Title: Quantum ergodicity on riemannian manifolds
Speaker: Nalini Anantharaman
Speaker Info: Université de Strasbourg
"Quantum ergodicity" in the traditional sense deals with the question of (de)localization of eigenfunctions of the laplacian on a Riemannian manifold, in the limit of high eigenvalues. In this "semiclassical limit", it is known that the behavior of eigenfunctions bears some relation with the ergodic properties of a dynamical system called the "geodesic flow". TALK 1 will present a survey of this topic.Date: Monday, November 30, 2015
In TALK 2, we will move to the less developed subject of quantum ergodicity on graphs. In this talk, we consider finite regular graphs whose size grows to infinity, and discuss some delocalization results for eigenfunctions of the adjacency matrix (joint w. Le Masson). We will also discuss connections between QE on graphs and QE on manifolds, mostly through the work of Lindentrauss and collaborators on "arithmetic" quantum ergodicity.
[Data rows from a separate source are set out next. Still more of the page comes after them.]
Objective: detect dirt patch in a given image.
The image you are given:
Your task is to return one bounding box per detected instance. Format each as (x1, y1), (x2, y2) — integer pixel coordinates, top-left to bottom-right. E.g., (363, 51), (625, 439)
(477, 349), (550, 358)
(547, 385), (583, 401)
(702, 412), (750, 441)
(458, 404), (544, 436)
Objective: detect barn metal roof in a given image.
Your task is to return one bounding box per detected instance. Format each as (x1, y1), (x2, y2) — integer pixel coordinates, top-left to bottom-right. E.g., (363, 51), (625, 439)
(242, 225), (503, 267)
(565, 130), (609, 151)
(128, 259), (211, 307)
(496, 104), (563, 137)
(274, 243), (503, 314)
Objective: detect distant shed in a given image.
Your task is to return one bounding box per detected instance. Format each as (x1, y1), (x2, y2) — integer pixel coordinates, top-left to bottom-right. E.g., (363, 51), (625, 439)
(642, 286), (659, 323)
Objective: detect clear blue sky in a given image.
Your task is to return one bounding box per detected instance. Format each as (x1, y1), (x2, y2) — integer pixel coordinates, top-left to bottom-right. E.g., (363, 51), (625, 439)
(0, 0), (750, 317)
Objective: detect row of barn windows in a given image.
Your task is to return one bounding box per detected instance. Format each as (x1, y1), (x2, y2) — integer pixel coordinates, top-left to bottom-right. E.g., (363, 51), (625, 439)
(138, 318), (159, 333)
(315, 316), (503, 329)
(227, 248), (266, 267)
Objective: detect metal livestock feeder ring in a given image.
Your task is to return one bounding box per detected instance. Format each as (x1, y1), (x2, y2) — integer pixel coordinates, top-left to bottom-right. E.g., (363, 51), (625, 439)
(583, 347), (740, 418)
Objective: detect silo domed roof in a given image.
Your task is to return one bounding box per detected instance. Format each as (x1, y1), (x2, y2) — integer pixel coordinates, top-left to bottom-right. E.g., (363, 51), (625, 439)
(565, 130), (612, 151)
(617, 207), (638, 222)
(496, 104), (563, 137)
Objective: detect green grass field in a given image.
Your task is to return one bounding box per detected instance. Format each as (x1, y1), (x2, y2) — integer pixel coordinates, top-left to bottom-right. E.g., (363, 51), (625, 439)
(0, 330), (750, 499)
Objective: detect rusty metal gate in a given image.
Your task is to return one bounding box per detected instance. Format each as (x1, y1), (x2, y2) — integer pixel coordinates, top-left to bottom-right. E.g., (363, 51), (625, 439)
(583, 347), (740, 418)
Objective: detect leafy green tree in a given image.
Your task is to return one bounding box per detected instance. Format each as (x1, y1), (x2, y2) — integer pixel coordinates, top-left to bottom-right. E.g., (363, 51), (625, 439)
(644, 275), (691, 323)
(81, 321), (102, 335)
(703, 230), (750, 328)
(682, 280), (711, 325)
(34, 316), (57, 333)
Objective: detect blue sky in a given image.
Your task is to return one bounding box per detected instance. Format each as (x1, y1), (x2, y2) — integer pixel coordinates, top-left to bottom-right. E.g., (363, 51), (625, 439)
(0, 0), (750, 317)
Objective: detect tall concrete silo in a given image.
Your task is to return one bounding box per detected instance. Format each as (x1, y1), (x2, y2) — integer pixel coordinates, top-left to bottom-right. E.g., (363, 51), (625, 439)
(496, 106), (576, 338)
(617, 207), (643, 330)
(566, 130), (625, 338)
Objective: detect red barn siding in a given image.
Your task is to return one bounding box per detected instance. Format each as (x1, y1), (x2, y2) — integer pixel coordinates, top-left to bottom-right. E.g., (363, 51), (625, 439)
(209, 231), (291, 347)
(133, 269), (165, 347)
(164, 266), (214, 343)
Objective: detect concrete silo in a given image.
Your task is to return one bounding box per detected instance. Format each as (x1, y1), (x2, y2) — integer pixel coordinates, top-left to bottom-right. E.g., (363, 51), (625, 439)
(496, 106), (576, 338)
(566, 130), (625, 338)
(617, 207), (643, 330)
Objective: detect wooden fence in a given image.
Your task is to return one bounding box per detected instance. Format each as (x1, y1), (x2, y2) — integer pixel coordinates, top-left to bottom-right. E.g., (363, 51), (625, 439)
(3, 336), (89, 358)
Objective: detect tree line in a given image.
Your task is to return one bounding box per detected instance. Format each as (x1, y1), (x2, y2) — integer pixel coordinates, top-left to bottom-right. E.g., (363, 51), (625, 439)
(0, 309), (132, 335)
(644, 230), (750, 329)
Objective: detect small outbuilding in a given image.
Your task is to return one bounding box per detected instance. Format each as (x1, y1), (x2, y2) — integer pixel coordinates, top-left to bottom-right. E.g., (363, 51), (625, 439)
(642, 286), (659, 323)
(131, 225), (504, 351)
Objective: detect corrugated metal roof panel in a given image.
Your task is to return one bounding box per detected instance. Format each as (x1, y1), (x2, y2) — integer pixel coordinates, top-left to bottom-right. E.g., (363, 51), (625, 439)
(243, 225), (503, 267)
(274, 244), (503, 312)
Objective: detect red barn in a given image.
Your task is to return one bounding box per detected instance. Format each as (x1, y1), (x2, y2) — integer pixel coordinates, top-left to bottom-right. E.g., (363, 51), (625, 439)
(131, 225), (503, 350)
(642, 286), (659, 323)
TALK 3: Results on QE on discrete graphs are so far restricted to regular graphs (for which all points have the same number of neighbours). Here we will discuss new proofs of QE, and other models to which we would like to apply them : Anderson model on regular graphs, percolation graphs on regular graphs. We will also put our results into perspective by comparing them to recent results on eigenvectors of random matrices.